Emmanuel et sa compagne fuyaient une tragédie faite de souffrances et de peur. Une peur appelée Boko Haram qui avait tué leur fille de deux ans au Nigéria. Le couple avait traversé un désert grand comme le Sahara, la mer et la moitié de l’Italie, pour enfin arriver à Fermo, au sein de la structure d’accueil gérée par la Fondation Caritas in Veritate de don Vinicio Albanesi. Ils avaient notamment surmonté l’avortement subi par Chinyere pendant la traversée de la Méditerranée, à cause des violences commises par les trafiquants d'êtres humains. Le couple rêvait d’un futur meilleur en Italie, d’un nouveau départ. Emmanuel a perdu la vie pour défendre sa compagne d’une énième exaction et cette dernière a cependant eu le courage d’accepter de donner les organes de son mari, organes destinés à des compatriotes de ce monstre qui a ruiné sa vie. Une leçon pour tous ceux qui voient les personnes de nationalités différentes de la leur comme étant un mobile pour les détruire.

« Nous sommes aussi de ce pays »

« Nous ne sommes pas ce pays », a titré un article du quotidien italien le Corriere della Serale 7 juillet dernier. Pourtant, si, nous sommes aussi cela. Bien évidemment pas tous, mais nous sommes aussi la haine et le racisme qui ont tué Emmanuel Chidi Namdi à Fermo : un Nigérian de 36 ans qui a fui son pays et le fondamentalisme de Boko Haram pour trouver la mort en Italie. Parce que cet extrémiste de droite, ce supporter ultra, ce raciste - appelez-le comme vous voulez - est le fruit de l’ignorance, de la peur de la différence et de la stupidité d’une partie de la population et d’une classe politique dirigeante qui alimente le sensationnalisme pour chercher à obtenir toujours plus de voix. Une attitude terroriste et opportuniste où la violence et la simplicité de décisions insensées sont privilégiées au détriment de la réflexion. L’immigration, le racisme et les droits de l’Homme deviennent de simples mots instrumentalisés, cachés ou oubliés en fonction de la situation, de l’opportunité politique et de l’interlocuteur.

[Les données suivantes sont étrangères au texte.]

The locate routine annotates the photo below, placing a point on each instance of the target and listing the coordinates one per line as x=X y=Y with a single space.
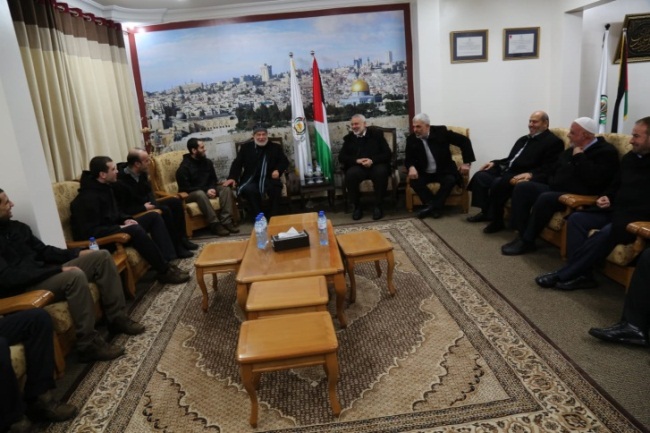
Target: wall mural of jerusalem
x=216 y=82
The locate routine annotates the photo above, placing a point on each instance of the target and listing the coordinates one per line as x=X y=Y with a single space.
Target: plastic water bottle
x=260 y=232
x=322 y=228
x=92 y=244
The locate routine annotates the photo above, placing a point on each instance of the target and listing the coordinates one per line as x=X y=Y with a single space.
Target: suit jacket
x=438 y=142
x=131 y=195
x=94 y=211
x=248 y=162
x=586 y=173
x=539 y=155
x=372 y=145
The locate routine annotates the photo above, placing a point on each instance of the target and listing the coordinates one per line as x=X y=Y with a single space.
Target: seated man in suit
x=586 y=168
x=135 y=195
x=28 y=264
x=32 y=328
x=256 y=170
x=530 y=159
x=197 y=177
x=428 y=159
x=94 y=213
x=624 y=201
x=635 y=321
x=365 y=155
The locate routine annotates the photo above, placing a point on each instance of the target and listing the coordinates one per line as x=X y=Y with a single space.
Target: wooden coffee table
x=265 y=265
x=215 y=259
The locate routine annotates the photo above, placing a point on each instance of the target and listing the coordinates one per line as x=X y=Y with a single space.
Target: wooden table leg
x=204 y=289
x=242 y=295
x=391 y=266
x=246 y=372
x=332 y=369
x=339 y=287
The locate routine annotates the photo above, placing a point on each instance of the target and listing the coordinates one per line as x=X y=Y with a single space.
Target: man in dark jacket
x=34 y=330
x=365 y=155
x=586 y=168
x=28 y=264
x=531 y=158
x=624 y=201
x=196 y=176
x=256 y=171
x=94 y=213
x=134 y=195
x=428 y=160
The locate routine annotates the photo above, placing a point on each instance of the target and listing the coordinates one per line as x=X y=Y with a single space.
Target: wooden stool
x=284 y=342
x=366 y=246
x=215 y=259
x=288 y=296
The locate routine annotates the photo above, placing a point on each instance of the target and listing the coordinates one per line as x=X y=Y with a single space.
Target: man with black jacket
x=94 y=213
x=428 y=160
x=531 y=158
x=586 y=168
x=28 y=264
x=624 y=201
x=134 y=195
x=256 y=171
x=197 y=177
x=365 y=155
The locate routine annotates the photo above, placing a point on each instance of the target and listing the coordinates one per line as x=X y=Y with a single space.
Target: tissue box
x=283 y=244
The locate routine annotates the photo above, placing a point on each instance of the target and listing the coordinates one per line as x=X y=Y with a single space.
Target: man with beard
x=257 y=169
x=94 y=213
x=428 y=160
x=531 y=158
x=586 y=168
x=365 y=155
x=27 y=264
x=197 y=177
x=624 y=201
x=135 y=195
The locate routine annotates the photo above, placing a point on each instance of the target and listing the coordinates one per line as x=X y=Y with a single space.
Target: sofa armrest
x=115 y=238
x=25 y=301
x=576 y=201
x=640 y=228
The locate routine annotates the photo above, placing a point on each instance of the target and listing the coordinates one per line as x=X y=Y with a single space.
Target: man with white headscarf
x=587 y=167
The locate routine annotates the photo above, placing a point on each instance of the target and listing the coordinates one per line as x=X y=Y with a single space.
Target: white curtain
x=80 y=82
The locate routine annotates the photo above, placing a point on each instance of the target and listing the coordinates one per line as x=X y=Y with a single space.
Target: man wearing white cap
x=530 y=158
x=586 y=168
x=623 y=202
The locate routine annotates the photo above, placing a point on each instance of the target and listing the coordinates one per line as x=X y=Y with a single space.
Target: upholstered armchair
x=459 y=195
x=390 y=134
x=162 y=174
x=27 y=301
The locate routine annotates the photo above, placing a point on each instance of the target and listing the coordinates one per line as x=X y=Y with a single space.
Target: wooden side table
x=286 y=296
x=366 y=246
x=215 y=259
x=284 y=342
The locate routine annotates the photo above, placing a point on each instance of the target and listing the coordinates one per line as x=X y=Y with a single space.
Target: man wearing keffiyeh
x=256 y=172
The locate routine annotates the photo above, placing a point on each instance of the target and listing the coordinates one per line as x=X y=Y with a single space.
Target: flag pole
x=600 y=106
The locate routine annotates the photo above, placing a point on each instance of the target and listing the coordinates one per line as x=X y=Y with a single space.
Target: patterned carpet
x=447 y=354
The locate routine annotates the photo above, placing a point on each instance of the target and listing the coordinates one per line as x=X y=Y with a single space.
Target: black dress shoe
x=547 y=280
x=478 y=218
x=189 y=245
x=581 y=282
x=426 y=211
x=517 y=247
x=622 y=332
x=494 y=226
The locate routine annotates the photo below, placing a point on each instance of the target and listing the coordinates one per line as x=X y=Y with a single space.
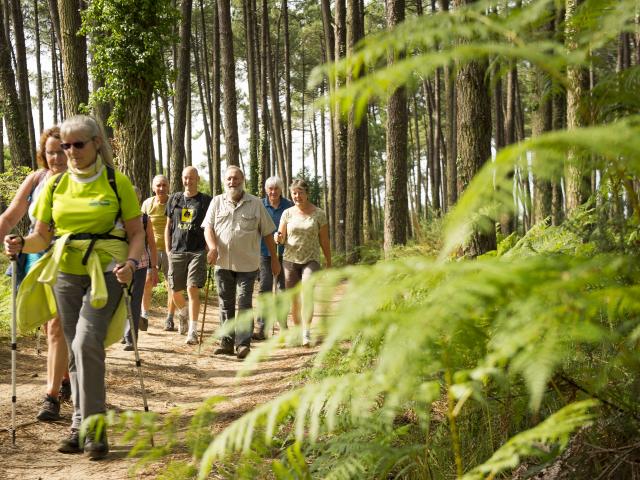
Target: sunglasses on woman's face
x=76 y=145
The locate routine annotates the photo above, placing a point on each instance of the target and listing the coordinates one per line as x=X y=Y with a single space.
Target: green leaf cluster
x=127 y=43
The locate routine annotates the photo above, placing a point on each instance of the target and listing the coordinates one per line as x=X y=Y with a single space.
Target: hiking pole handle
x=14 y=257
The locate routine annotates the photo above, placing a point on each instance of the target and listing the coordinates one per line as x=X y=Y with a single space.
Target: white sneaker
x=183 y=321
x=192 y=338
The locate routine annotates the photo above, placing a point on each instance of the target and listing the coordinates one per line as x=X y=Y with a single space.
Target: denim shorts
x=187 y=269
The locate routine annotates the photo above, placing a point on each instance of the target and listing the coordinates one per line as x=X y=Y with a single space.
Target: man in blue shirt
x=275 y=204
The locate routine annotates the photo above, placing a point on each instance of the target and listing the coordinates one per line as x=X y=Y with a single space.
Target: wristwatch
x=134 y=261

Parce que nous sommes ce pays où il faut des histoires comme celle d’Emmanuel et Chinyere pour rappeler à beaucoup (trop) de monde que les immigrés sont des personnes, que le racisme existe et qu'il est devenu un fléau social concret, qu’il faut continuer à le combattre et de toutes les façons possibles. Les uns contre les autres, tous contre la différence, l’étranger. Un jeu de reproches qui nous ramène 70-80 ans en arrière, comme si nous n’avions pas certaines horreurs en mémoire, comme si l’histoire se répétait et qu’on pouvait juste se contenter de la regarder, en tant que spectateurs impassibles et sans défense. Ou alors, cette histoire n’a peut-être jamais changé. L’histoire d’Emmanuel fait écho à celle de deux jeunes afro-américains tués par la police aux États-Unis la semaine dernière, les 4 et 6 juillet, tout comme à celle des cinq policiers tués à Dallas quelques jours plus tard. La haine qui appelle une autre haine nous entraîne tous dans une spirale de violence dépourvue de sens et de logique. Le tout, sous un voile de peur qui hante nos vies, les conditionne, les limite. Parce que la peur empêche la réflexion, le progrès, la civilité. Parfois l’humanité, aussi : comme celle qui manquait à ce monstre qui a tué en raison de la couleur de peau, ainsi qu’à certains représentants politiques qui instrumentalisent l’histoire ou la minimalise. Non, nous ne voulons définitivement pas être ce pays.